Where McBurnie takes license and makes the story her own is the detective work and revelations that Antigone can tap timeless powers that even the gods fear.
Antigone leaves Thebes with her disgraced and blinded father for what can only be a life without hope. Or is it? The gods, who she revered and now despises, destroyed everything Antigone loved as if it were a game.
Does Antigone have the ability and moxie to take on the gods? I can’t wait for the next in the series to find out.
Disclosure: I received a copy of Prophecy in exchange for an honest review.
Sons of Zeus: A Novel (Nikias of Plataea)

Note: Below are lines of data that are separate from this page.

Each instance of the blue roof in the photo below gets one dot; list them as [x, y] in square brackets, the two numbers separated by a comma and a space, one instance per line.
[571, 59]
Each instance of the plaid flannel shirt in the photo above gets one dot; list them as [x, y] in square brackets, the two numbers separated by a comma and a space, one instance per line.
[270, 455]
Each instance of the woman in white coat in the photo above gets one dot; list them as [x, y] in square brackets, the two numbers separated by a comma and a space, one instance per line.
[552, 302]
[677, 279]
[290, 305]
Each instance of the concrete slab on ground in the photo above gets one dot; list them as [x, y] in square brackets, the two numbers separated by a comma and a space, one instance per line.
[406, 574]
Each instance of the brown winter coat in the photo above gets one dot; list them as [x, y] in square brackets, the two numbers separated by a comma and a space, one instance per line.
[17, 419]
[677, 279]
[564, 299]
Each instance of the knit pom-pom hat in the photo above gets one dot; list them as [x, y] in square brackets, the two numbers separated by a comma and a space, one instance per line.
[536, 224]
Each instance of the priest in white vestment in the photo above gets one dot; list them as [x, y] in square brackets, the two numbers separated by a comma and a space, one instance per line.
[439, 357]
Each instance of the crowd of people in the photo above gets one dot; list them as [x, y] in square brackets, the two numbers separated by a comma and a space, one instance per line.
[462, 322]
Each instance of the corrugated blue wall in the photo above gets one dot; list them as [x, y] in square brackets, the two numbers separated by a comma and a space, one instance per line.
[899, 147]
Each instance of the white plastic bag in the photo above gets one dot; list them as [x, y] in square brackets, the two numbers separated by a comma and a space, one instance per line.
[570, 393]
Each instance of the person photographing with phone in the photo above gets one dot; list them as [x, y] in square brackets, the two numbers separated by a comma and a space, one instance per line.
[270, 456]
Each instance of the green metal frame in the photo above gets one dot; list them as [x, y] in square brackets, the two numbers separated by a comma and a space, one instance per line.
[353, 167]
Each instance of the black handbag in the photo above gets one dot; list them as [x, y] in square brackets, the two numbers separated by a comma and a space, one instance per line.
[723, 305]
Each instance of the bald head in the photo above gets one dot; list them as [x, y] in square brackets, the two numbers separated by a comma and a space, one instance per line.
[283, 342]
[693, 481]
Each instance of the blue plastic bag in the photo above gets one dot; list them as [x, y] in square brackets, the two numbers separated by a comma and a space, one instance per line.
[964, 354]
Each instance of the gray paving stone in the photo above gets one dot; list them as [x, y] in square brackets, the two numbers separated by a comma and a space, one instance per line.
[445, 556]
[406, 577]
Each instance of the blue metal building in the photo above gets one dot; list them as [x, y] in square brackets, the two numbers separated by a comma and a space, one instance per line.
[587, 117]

A Novel Written by Noble Smith
DarkMatters review — Five Stars
Wow! I’m a Greek history buff and a fan of action novels. I got a heaping helping of both in this tremendously well written, well researched and well executed work. It truly is a Noble piece of art.
I loved the characters – so many that I’ve already started re-reading it to get them all straight – and their heroic actions and attitudes.
Smith even handles his villains with grace and understanding. Like great authors before him, Smith leaves us annoyed at the end that so many important things are unresolved, the perfect come-on to drag the reader to the next book in the series. Well done.
1434: The Year a Magnificent Chinese Fleet Sailed to Italy and Ignited the Renaissance
Novel Written By Gavin Menzies
DarkMatters review — Four Stars
I read 1434 before I read Gavin Menzie’s first book on how the Chinese discovered America before Columbus. What really struck me was how much all of this made sense.
Several years ago – before I picked up the book – I toured the Doge Palace in Venice and became perplexed by a map pre-dating 1430 on one wall that showed the coastline of Europe, a great expanse of sea and then a blob of land on the other side that could only be the Americas. This map was dated 60 years before Columbus set sail.
I tried to ask about it and no one seemed to understand my question (I don’t speak Italian) or didn’t want to understand my question.
In the book, Menzies writes that at one point Columbus faced an unhappy crew when the ship seemed to be getting nowhere. Columbus whipped out a map and showed them they didn’t have far to go to reach landfall.
Menzie ruffles more than a few feathers by suggesting – horrors – that Leonardo da Vinci’s flying machine and underwater gear may have been partly cribbed from drawings left by Chinese visitors?
Menzie’s next writings – Atlantis – have knocked the wind out of his credibility but I believe his previous works – 1434 and 1421 – continue to have merit.